Conclusions and Future Directions

It is difficult to get a clear grasp of the relationship between nicotine and the endocrine system.  This is due to the huge variety in research on different hormones, different types of administration, varying doses, and withdrawal and abstinence.  However, nicotine and endocrinology have a relationship that must be further explored.  This research may be able to contribute to understanding nicotine use behavior, as well as grasping differences between those who quit smoking and those relapse.  The more factors that can be identified to explain the difference between those two groups improves the chances of developing interventions and medications to target these systems and provide opportunities individuals for successful cessation attempts. 

Manbeck, Shelley, Schmidt, and Harris (2014) reported an effect of oxytocin on blocking somatic symptoms associated with nicotine withdrawal, but not negative affect.  However, reducing somatic symptoms may attenuate anhedonia in some individuals, or pairing oxytocin with a pharmacological smoking cessation agent with antidepressive effects such as bupropion may yield positive results.  Additionally, the association of peptide YY with lower craving and increased positive affect in abstinent smokers may serve as useful information for smoking cessation (al’Absi et al., 2014).  Lastly, a greater understanding of ovarian hormones and how they can influence nicotine-related behaviors may help determine why some individuals have a greater sensitivity to the effects of nicotine. 

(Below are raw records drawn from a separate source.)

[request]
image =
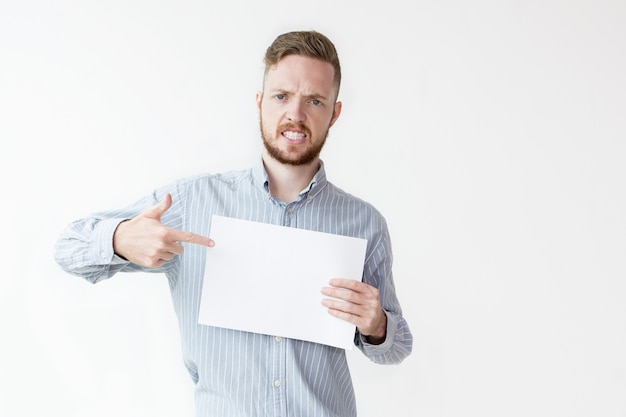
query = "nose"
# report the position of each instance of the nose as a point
(295, 111)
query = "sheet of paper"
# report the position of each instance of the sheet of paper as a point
(267, 279)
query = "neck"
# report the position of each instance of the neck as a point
(286, 181)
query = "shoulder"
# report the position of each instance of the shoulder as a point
(209, 179)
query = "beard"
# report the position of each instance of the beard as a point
(293, 155)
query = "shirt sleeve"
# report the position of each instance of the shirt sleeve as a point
(398, 342)
(85, 246)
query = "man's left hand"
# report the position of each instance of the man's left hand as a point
(359, 304)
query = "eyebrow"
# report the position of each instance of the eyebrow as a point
(309, 96)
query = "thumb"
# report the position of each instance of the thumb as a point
(156, 211)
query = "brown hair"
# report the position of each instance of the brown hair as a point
(310, 44)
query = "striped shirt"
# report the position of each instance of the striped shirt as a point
(238, 373)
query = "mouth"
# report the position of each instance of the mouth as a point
(294, 135)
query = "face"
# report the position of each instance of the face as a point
(297, 108)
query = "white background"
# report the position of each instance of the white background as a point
(491, 134)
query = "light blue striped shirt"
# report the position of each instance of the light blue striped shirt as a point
(238, 373)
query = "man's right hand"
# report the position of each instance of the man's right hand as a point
(145, 241)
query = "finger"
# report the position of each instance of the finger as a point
(341, 294)
(350, 284)
(157, 211)
(180, 236)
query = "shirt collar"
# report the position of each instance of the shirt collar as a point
(316, 185)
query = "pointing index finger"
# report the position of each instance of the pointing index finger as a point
(189, 237)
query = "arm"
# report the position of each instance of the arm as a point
(383, 335)
(99, 246)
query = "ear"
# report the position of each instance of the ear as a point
(336, 113)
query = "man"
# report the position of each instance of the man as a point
(247, 374)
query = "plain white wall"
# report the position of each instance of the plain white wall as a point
(490, 134)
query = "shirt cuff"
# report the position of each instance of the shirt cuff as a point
(384, 347)
(102, 244)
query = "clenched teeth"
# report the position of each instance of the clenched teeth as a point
(289, 134)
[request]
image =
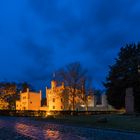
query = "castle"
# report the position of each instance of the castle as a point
(58, 98)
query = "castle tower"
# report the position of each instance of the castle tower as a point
(53, 84)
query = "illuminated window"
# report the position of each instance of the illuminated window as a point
(24, 97)
(53, 99)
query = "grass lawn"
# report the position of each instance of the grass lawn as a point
(121, 122)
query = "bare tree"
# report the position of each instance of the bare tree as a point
(75, 77)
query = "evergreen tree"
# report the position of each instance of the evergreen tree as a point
(124, 73)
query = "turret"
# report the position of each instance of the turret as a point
(53, 84)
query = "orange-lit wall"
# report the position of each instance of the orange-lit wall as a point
(29, 101)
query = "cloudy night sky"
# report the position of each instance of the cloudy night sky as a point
(37, 37)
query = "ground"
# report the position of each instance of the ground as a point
(121, 122)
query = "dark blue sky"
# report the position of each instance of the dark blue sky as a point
(39, 36)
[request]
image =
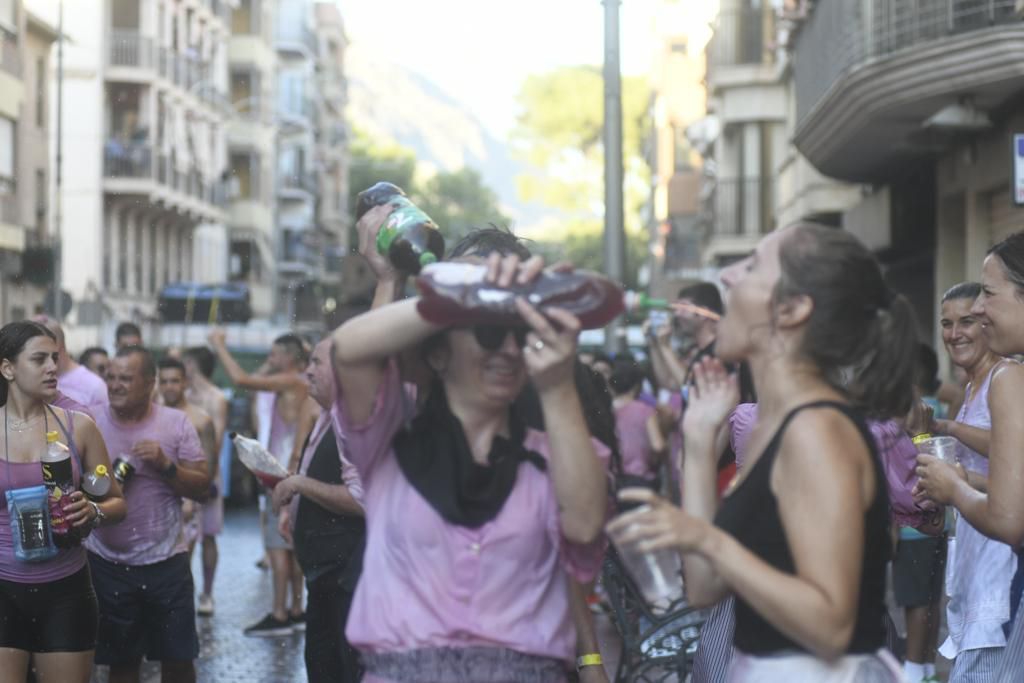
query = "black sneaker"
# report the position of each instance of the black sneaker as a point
(268, 627)
(298, 622)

Research on nicotine use and behavior as related to the endocrine system should solidify established concepts and expand upon them.  The fluctuations in hormones at different time point can potentially help to explain differences in cessation success amongst a variety of individuals.  Additionally, the array of implicated hormones should be considered when an individual is deciding to make a quit attempt.  Future research should involve manipulating hormones in animal models with the goal of decreasing the desire to obtain nicotine.  However, until the mechanisms through which hormones may manipulate the effects of nicotine, and how nicotine affects hormonal systems, practical application of the findings in the literature is limited.